Андрей Фурсов - Колокола истории
Итак, Октябрьский переворот-2 (1993) замкнул пространство капиталистической эпохи Русской Истории, которое когда-то отомкнул Октябрьский переворот-1 (1917). Между двумя октябрями и пролегла в России капиталистическая эпоха, но без капитализма. В пореформленное время в России был капитализм, но сама эпоха не была капиталистической. Язык не повернется так ее назвать. Нет таких определений, как «капиталистическая Россия», «Россия капиталистической эпохи» и т. д. И не только потому, что уровень тогдашнего развития капитализма в России был существенно завышен историками — как либералами, так и марксистами; что развивался гигантский госсектор, который не был капиталистическим в строгом смысле этого слова, уж самодержавное-то государство капиталистическим точно не было. Наличие некапиталистического государственного сектора впоследствии существенно облегчило жизнь большевистскому режиму.

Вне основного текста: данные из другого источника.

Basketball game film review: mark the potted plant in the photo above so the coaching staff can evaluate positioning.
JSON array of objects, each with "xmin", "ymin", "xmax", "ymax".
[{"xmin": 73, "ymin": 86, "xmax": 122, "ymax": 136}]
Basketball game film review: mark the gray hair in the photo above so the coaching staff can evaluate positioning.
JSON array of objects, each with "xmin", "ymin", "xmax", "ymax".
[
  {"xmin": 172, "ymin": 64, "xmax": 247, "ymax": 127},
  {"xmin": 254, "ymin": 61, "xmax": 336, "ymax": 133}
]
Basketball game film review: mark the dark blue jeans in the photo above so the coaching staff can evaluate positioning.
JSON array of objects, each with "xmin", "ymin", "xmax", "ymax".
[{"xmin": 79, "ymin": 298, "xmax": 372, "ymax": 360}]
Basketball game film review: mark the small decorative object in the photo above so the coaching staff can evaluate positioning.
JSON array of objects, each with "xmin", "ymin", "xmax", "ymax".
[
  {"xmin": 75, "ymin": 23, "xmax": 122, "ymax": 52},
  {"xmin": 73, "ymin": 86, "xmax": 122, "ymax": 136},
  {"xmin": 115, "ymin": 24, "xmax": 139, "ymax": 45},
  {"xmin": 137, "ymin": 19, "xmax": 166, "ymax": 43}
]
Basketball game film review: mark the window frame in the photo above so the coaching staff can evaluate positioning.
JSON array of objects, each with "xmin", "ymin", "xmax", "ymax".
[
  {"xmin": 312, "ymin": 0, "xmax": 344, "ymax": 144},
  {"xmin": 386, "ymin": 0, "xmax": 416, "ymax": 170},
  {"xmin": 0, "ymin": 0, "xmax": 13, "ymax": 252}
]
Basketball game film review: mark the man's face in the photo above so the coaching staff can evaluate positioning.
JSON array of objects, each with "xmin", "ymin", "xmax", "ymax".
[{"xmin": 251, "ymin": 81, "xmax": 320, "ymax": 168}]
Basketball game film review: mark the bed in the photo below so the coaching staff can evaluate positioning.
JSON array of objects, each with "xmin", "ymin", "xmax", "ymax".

Пореформенная — т. е. после реформы, постреформенная — эпоха, посткоммунистическая эпоха — названия не случайные. Они точно указывают на то, что у этих эпох нет какого-то одного всеопределяющего, всеохватывающего собственного качества: например, капитализм, наличие капитала не исчерпывают качественную характеристику русского общества после реформ, имеются и иные характеристики и качества. Но даже в совокупности они не создают некоего единого качества. Повторю: нет термина «капиталистическая Россия», или «буржуазная Россия». Потому и приходит на помощь спасительное «пост», иными словами, эпоха определяется не сама по себе, не из самой себя, не из своего содержания, а относительно иной эпохи, по иному качеству, которых уже нет.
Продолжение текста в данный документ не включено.